Mag das Böse auch nicht greifbar und in materieller Substanz allein nicht vorstellbar sein. Dass es spürbar ist, entspringt keiner Täuschung. Wie das Göttliche vermag es in Seele, Geist und Leib auf Resonanz zu treffen. So kommt es ins Leben, wird zur Erdenenergie und tritt in den Verantwortungsbereich des Menschen. Es bedient sich Geist und Materie. Beide nimmt es um so stärker in seinen Sog, je schwächer die bewusste Ausrichtung des Menschen auf das Göttliche und auf das Gute wird.

Der Ursprung des Bösen liegt und verbleibt im übermenschlichen Seinsbereich.

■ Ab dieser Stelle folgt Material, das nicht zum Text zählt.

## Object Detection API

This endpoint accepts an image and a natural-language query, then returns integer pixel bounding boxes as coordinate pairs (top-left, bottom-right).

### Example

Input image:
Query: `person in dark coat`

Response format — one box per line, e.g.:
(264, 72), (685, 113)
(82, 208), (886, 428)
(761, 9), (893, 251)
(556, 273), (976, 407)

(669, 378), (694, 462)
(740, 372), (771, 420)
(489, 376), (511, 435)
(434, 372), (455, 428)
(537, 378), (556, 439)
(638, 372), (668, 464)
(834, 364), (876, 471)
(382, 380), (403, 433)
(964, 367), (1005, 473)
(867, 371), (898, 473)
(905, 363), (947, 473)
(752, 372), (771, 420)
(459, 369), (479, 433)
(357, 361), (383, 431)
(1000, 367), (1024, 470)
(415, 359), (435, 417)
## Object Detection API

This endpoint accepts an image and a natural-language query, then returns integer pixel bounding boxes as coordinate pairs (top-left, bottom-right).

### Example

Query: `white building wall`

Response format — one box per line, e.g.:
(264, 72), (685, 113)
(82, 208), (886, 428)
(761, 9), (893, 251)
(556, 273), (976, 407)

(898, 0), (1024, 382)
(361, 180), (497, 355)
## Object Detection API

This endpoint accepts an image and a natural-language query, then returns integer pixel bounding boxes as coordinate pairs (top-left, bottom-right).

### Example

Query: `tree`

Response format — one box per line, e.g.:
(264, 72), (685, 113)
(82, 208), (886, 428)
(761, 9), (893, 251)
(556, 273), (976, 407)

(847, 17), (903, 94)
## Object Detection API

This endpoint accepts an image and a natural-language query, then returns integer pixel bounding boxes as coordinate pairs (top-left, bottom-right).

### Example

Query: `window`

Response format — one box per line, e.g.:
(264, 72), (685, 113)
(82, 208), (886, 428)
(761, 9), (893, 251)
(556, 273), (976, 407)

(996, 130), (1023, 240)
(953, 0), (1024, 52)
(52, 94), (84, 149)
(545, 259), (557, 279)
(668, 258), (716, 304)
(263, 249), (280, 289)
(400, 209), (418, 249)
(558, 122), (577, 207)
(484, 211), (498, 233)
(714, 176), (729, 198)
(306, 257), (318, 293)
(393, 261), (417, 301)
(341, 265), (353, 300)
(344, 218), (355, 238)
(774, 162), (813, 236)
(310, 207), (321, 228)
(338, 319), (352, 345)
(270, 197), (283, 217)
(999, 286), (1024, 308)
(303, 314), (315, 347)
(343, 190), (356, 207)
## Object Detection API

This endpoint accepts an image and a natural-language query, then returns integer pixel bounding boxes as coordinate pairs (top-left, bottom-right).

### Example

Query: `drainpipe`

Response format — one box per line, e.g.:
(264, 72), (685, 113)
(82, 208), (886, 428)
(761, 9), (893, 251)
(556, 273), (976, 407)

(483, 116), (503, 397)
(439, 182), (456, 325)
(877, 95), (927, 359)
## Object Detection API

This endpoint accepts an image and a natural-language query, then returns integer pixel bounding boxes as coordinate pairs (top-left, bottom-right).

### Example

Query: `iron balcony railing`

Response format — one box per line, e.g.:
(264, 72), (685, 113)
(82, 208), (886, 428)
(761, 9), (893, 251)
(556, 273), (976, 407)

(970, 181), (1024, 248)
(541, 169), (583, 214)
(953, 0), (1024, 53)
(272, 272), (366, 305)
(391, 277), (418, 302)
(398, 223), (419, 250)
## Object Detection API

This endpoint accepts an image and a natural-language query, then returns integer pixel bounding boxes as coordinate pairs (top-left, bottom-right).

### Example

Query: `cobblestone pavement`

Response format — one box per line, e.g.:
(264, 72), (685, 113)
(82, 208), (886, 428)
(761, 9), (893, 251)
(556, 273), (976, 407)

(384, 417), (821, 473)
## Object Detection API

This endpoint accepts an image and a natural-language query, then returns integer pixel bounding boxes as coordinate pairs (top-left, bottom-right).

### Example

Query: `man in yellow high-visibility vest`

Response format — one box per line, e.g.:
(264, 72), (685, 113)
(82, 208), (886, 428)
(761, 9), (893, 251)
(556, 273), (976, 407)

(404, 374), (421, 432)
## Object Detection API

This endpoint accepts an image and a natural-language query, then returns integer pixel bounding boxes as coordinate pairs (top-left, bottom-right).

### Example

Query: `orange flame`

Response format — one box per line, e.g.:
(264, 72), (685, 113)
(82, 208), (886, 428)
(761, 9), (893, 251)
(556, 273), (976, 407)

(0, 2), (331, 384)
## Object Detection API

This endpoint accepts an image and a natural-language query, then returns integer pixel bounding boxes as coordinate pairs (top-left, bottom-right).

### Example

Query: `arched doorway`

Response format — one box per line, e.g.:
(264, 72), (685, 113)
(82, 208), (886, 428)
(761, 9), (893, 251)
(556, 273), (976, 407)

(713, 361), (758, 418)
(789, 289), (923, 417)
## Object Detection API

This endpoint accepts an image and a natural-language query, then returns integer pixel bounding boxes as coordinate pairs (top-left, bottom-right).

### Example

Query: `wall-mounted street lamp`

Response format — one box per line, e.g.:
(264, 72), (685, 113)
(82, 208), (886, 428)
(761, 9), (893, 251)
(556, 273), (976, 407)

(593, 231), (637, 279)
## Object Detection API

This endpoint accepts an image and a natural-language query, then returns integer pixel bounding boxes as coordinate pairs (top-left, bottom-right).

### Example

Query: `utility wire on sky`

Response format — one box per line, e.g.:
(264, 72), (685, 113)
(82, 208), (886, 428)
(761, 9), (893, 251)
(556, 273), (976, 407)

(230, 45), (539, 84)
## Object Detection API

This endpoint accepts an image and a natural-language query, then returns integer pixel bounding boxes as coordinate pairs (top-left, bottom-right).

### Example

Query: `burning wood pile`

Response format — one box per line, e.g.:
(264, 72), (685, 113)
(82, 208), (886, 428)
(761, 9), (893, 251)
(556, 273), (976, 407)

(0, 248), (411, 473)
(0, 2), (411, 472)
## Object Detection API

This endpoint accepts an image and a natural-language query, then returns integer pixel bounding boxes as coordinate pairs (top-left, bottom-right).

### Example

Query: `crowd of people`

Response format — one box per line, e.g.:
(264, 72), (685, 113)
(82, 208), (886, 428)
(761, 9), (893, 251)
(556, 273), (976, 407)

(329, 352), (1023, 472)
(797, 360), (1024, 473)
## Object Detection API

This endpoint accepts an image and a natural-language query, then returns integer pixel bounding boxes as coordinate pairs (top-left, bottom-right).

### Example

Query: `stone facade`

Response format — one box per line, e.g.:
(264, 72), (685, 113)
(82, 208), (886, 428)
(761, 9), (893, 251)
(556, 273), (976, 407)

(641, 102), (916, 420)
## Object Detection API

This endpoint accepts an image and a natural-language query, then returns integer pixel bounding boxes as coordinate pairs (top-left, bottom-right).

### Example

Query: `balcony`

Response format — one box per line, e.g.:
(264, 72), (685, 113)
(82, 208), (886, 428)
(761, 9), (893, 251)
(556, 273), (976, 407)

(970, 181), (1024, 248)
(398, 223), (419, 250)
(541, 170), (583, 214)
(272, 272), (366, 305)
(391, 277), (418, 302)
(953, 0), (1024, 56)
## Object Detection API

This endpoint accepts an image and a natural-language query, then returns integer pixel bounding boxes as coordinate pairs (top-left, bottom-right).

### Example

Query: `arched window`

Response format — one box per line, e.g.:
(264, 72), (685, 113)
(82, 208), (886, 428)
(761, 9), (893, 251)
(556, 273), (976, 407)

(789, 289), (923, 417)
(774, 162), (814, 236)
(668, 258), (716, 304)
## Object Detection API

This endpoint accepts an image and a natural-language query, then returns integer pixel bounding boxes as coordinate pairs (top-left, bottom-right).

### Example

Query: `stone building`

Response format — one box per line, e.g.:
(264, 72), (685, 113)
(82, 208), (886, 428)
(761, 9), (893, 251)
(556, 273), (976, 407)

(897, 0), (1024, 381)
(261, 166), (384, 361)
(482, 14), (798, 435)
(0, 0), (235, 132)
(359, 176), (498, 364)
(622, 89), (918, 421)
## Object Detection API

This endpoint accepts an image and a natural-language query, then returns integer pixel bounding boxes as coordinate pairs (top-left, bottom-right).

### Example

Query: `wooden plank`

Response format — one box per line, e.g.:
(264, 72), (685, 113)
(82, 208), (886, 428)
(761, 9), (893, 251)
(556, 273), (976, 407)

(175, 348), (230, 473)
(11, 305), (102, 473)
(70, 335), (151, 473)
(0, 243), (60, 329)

Es ist deshalb eine folgenschwere Verharmlosung, wenn wir das Böse lediglich als Verminderung oder Abwesenheit des Guten betrachten und es ausschließlich der menschlichen Verantwortung zurechnen. Alles Gute käme dann von Gott, alles Schlechte vom Menschen. Diese paradoxe Vorstellung wird weder der Größe und Umfassendheit des Metaphysischen noch der Begrenztheit des Menschen, aber eben auch nicht seiner zugleich immer mit gegebenen Gotteskindschaft gerecht.

In den heiligen Schriften der Weltreligionen werden die Mächte des Bösen als so selbstverständlich existierend gesehen wie Gott. Wirklich eindeutige Belege für das Entstehen des Bösen sind jedoch genauso wenig zu finden wie über den Ursprung des Absoluten selbst. Es braucht deshalb an dieser Stelle einen Blickwechsel.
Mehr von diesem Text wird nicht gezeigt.